Sie hatten sich also verschworen, und selbst Eurydike spielte mit, obwohl ihr eigener Mann ihre Nichte ermordet worden war. Es war eine verdorbene korrupte Gesellschaft, die nur auf sich selbst bezogen lebte, ihren eigenen Begierden und Leidenschaften ausgeliefert. Sie taten so, als wenn ich infolge des Leids über den Tod meiner Braut verrückt geworden wäre und sperrten mich ein und gaben an, dass Andromache bei einem Spaziergang im unwegsamen Feld zu Tode gekommen sei.
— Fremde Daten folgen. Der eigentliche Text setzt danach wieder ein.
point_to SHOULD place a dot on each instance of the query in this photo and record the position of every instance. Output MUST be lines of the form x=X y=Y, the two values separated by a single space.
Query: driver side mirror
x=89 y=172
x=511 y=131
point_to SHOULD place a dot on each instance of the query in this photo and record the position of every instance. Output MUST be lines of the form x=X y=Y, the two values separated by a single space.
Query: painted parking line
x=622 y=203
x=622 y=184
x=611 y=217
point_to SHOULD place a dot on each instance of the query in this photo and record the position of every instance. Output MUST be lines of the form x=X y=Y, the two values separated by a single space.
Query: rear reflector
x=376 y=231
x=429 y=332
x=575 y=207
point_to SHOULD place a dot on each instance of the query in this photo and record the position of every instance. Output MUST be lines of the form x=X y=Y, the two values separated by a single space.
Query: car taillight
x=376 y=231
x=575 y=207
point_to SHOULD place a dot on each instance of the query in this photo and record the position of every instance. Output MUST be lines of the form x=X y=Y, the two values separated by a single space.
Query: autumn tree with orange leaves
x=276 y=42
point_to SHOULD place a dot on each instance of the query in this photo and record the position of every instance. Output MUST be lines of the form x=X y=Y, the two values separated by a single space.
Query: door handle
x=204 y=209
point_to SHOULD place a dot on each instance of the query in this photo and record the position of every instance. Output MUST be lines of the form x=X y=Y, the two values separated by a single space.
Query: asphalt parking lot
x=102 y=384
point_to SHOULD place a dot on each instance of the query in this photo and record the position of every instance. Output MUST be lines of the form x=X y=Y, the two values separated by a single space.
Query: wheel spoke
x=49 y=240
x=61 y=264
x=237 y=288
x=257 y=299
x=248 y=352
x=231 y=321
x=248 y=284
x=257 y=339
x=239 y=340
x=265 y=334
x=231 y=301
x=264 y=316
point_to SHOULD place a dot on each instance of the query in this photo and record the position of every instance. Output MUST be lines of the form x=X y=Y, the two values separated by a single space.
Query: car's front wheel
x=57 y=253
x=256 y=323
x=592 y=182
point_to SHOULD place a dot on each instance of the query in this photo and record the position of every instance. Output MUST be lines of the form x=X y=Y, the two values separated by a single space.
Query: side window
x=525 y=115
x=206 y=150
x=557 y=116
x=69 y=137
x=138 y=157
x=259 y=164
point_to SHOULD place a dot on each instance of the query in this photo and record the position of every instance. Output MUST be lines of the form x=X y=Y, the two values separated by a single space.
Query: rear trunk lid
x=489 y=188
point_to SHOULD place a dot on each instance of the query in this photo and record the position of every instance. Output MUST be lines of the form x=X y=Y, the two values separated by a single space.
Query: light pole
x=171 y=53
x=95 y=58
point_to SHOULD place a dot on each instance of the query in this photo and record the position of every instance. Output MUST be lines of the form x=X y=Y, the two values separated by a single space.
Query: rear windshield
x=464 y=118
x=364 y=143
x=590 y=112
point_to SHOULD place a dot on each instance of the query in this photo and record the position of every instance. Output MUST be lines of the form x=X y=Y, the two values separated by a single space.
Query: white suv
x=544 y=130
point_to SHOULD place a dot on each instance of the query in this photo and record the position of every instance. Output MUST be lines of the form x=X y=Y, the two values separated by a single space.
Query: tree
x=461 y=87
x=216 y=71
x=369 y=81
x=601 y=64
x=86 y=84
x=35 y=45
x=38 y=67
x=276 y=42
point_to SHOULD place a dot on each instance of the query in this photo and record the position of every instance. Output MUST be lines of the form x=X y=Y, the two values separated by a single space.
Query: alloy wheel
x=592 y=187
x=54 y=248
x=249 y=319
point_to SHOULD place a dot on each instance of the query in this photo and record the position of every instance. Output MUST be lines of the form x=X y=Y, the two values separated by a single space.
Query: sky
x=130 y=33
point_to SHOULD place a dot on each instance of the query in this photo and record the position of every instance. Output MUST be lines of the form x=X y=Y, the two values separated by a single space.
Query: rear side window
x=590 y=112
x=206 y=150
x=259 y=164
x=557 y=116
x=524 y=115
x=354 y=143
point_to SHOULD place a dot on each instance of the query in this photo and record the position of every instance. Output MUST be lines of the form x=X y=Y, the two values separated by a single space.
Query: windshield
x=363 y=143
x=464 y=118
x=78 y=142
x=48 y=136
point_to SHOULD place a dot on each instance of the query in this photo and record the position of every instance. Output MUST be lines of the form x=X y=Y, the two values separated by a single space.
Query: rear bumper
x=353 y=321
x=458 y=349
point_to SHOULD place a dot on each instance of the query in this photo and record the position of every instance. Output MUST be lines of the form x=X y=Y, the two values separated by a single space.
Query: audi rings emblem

Das war die offizielle Erklärung des Clanchefs Anthes und niemand kam auf die Idee, dies nachzuprüfen. Jeder auf unserem Berg kannte die Wahrheit, aber alle schwiegen, weil sie den Alten fürchteten und er noch unleidlicher und böser und härter geworden war, so dass sogar Eurydike vor ihm Angst bekam.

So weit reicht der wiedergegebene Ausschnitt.